After the tumult of Bangkok, Phuket was as relaxing a resort island as one could hope for.  It very quickly recovered from the reputational and physical damage of the December 2004 tsunami that put it on the world news at the time.  Today there are more than 9 million visitors to Phuket a year and the region is a significant contributor to the 15% of the Thai GDP that derives from tourism.

Early January is peak season for Phuket, and yet tourist facilities were not strained.  Our beach at Kamala always had free lounge chairs for hire and was perfectly clean.  Restaurants had no lines for seating and the featured seafood for evening meals – locally caught sea bass, red snapper, bonita tuna, crabs, rock lobsters and giant tiger shrimp – were fresh and prepared by the chefs with care.

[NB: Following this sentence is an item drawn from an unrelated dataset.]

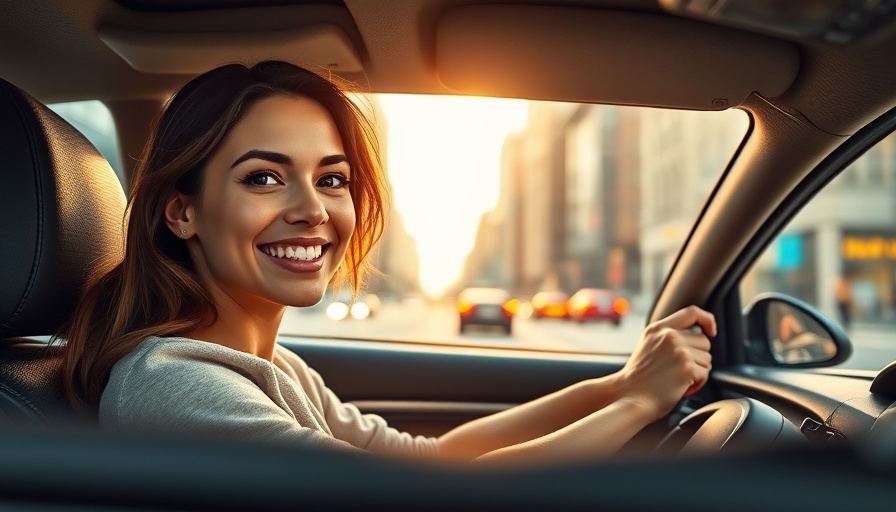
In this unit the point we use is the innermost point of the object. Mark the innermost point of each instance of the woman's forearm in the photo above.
(595, 436)
(531, 420)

Going back to my first visits here in 1996 and again at the turn of the millennium in 2000, Thailand and Phuket in particular was not cheap.  It is not cheap today, with prices in the major international hotel chains on the Kata beach very similar to those you might find in the Caribbean or in the Gulf States at peak season. However, four and three star accommodations in less known beaches may be a third less expensive and offer outstanding value.

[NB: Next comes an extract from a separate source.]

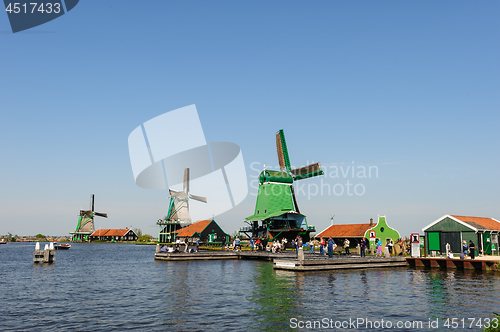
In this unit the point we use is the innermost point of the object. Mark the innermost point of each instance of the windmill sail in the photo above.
(307, 171)
(179, 205)
(85, 225)
(282, 150)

Whatever the category of lodgings, all visitors to the Phuket resorts enjoy the unforgettable celebration of New Year’s arranged by the local authorities.  Thousands of Chinese lanterns are launched from the beaches and create magical constellations as the wind carries them to and fro on their ascent.  The midnight fireworks up and down the coast is a great treat.

I mentioned already that Kamala beach where I stayed with my grandchildren is family oriented.  However, Phuket is welcoming to all kinds of tourists.  At the far end of Kamala, there is a large complex of discos that draws in a numerous gathering of singles every day and night.  From hearsay, I understand that densely settled Patong Beach twenty minutes by tuk-tuk from Kamala always had its attractions for sex tourism. Judging by what you see in bars, fresh or not so fresh young Thai women are  available there for two week romances with middle aged European visitors.

One of the changes to note on Phuket from the time of my last visit in January 2000 is the “coming out” of Islam.  Officially Thailand is 94% Buddhist and 4% Islamist.  But until the nation’s period of civil disturbances began in the Muslim south in 2004 there was no way to know for sure who was who.  Today, one does not have to guess. The substantial Muslim minority in Phuket is visible by dress of the women, or from the ‘As-salamu alaykum’ exchanges between men that you can overhear on the street. . That said, you do not see many mosques, do not hear muezzins such as have taken over the days and even the nights in India’s Kerala State, as I discovered.

In conclusion, Thailand today embodies a strong argument in favor of an open-minded approach to national traditions and systems of governance that are different from our own. The Davos Culture notion of a single set of tracks leading all nations to an identical set of values in the foreseeable future is patently mistaken. What counts more for the vast majority of people is competent economic management bringing growing prosperity to all and a spirit of tolerance that allows all citizens to enjoy their private lives in peace.